- Theatrical release poster
- Spanish: Espejo, espejo
- Directed by: Marc Crehuet
- Written by: Marc Crehuet
- Produced by: Joaquín Padró; Mar Targarona;
- Starring: Malena Alterio; Santi Millán; Natalia de Molina; Carlos Areces; Carlos Bardem; Betsy Túrnez; Toni Acosta; María Adánez; Verónica Forqué; Loles León; Tito Valverde;
- Cinematography: Pol Orpinell
- Edited by: Elodie Leuthold
- Music by: Guillermo Martorell
- Production companies: Rodar y Rodar; Nos gusta el cine AIE;
- Distributed by: Filmax
- Release dates: 21 April 2022 (BCN Film Fest); 20 May 2022 (Spain);
- Country: Spain
- Language: Spanish

= Mirror, Mirror (2022 film) =

Mirror, Mirror (Espejo, espejo) is a 2022 Spanish comedy film directed and written by Marc Crehuet which stars Santi Millán, Malena Alterio, Carlos Areces and Natalia de Molina.

== Plot ==
The fiction follows four employees working for a cosmetics company who engage in conversations with their reflections on the mirror.

== Production ==
The screenplay was written by the director Marc Crehuet.

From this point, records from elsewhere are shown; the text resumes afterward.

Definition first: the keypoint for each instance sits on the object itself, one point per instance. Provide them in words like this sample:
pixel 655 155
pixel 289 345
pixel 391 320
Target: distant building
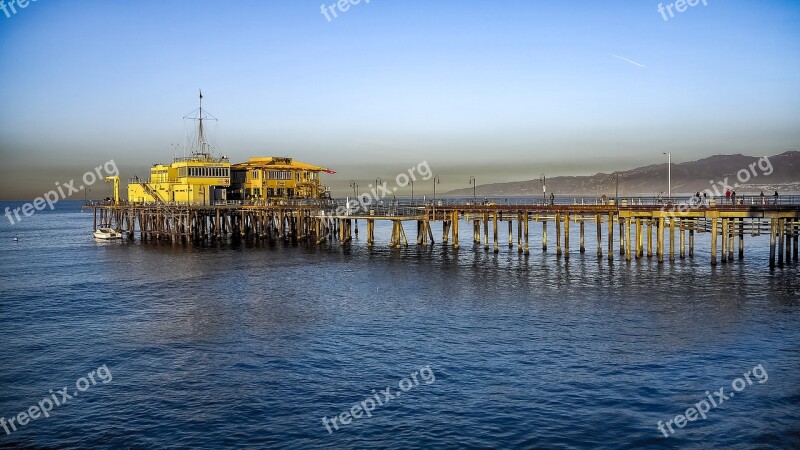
pixel 267 178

Produced by Rodar y Rodar and Nos gusta el cine AIE, with the participation of RTVE, TV3 and Netflix, shooting began on 10 August 2020 and wrapped by September 2020. Shooting locations included Pamplona and Barcelona.

== Release ==
The film premiered as the opening film of the 6th BCN Film Fest on 21 April 2022. Distributed by Filmax, it was theatrically released in Spain on 20 May 2022.